I hope the inaccuracy with which she writes my name is not characteristic of a genius for fiction, though I once heard a German account for the bad spelling in Goethe's early letters by saying that it was "genial"—their word for whatever is characteristic of genius.
Letter to Mrs. Congreve, 8th June, 1859.
I was glad you wrote to me from Avignon of all the places you have visited, because Avignon is one of my most vivid remembrances from out the dimness of ten years ago. Lucerne would be a strange region to me but for Calame's pictures. Through them I have a vision of it, but of course when I see it 'twill be another Luzern. Mr. Lewes obstinately nurses the project of carrying me thither with him, and depositing me within reach of you while he goes to Hofwyl. But at present I say "No." We have been waiting and waiting for the skies to let us take a few days' ramble by the river, but now I fear we must give it up till all the freshness of young summer is gone. July and August are the two months I care least about for leafy scenery.
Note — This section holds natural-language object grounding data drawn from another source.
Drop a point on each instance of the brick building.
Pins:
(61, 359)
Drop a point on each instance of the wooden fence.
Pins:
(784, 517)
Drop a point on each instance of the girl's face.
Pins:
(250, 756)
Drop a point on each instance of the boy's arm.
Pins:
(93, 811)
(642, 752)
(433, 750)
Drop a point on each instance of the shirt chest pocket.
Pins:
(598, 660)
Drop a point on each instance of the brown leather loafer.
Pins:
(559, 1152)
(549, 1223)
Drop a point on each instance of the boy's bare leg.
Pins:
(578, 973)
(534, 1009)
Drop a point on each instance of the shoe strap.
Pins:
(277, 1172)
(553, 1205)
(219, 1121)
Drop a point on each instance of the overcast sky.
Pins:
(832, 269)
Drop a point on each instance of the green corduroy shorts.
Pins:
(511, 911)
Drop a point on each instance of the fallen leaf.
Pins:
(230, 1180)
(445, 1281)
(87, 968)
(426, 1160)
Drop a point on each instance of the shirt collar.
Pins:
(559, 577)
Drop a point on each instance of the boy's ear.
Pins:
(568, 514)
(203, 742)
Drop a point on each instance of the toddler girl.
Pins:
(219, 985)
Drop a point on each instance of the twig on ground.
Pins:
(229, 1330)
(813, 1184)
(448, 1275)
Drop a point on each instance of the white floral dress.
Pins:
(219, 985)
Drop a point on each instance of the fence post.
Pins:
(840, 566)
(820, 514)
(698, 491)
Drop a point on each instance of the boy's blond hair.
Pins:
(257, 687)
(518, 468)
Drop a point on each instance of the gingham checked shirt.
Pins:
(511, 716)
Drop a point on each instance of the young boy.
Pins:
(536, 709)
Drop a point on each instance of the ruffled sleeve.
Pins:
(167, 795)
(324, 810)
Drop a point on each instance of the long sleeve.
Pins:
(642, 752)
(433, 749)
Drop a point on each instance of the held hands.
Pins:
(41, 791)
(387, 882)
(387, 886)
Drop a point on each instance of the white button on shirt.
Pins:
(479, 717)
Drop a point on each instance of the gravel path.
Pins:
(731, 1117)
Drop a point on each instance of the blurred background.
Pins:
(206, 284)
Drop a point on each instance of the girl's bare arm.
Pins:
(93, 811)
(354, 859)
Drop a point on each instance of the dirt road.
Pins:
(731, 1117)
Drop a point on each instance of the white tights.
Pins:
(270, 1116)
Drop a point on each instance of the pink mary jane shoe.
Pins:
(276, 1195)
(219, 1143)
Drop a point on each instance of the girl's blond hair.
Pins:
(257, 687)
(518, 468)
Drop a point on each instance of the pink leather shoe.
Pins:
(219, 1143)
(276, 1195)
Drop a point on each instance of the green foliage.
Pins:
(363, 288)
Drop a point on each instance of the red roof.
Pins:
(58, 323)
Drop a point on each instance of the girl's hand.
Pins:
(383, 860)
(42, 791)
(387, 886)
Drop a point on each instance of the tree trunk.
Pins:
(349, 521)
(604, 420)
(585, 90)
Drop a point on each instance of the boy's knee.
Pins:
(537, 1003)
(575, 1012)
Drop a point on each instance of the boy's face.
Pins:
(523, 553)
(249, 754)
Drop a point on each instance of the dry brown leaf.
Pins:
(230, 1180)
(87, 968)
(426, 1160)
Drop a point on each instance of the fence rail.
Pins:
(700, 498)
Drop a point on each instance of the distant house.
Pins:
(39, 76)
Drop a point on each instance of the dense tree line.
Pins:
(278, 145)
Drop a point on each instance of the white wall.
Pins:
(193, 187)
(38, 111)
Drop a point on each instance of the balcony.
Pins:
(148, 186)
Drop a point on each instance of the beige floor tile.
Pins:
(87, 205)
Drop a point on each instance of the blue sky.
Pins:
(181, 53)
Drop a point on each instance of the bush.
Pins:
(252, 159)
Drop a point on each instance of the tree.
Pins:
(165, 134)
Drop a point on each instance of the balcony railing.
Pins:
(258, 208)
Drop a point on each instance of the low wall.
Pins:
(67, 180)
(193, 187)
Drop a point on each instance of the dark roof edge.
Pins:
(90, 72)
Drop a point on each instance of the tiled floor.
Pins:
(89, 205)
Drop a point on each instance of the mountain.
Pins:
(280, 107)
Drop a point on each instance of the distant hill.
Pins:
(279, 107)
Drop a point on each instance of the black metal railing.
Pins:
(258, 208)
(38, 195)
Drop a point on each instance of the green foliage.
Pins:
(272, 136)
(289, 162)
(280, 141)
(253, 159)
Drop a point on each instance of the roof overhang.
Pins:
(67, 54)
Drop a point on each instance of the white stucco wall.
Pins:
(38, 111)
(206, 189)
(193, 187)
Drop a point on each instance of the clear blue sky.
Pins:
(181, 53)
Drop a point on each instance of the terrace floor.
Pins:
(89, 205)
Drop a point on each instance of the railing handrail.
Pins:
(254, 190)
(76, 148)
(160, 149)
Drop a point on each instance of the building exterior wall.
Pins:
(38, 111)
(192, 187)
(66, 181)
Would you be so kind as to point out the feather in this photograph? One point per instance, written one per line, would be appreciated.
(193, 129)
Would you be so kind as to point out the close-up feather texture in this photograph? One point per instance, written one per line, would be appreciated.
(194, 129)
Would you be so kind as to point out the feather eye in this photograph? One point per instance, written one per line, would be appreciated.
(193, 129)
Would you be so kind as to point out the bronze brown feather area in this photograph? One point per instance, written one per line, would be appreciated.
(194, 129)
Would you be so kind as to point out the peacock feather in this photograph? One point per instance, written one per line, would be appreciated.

However, we are kept at home this month partly by pleasures: the Handel Festival, for which we have indulged ourselves with tickets, and the sight of old friends—Mrs. Bodichon among the rest, and for her we hope to use your kind loan of a bedroom. We are both of us in much better condition than when you said good-bye to us, and I have many other sources of gladness just now—so I mean to make myself disagreeable no longer by caring about petty troubles. If one could but order cheerfulness from the druggist's! or even a few doses of coldness and distrust, to prevent one from foolish confidence in one's fellow-mortals!
I want to get rid of this house—cut cables and drift about. I dislike Wandsworth, and should think with unmitigated regret of our coming here if it were not for you. But you are worth paying a price for.
There! I have written about nothing but ourselves this time! You do the same, and then I think I will promise ... not to write again, but to ask you to go on writing to me without an answer.
How cool and idle you are this morning! I am warm and busy, but always, at all temperatures, yours affectionately.
Journal, 1859.
June 20.—We went to the Crystal Palace to hear the "Messiah," and dined afterwards with the Brays and Sara Hennell. I told them I was the author of "Adam Bede" and "Clerical Scenes," and they seemed overwhelmed with surprise. This experience has enlightened me a good deal as to the ignorance in which we all live of each other.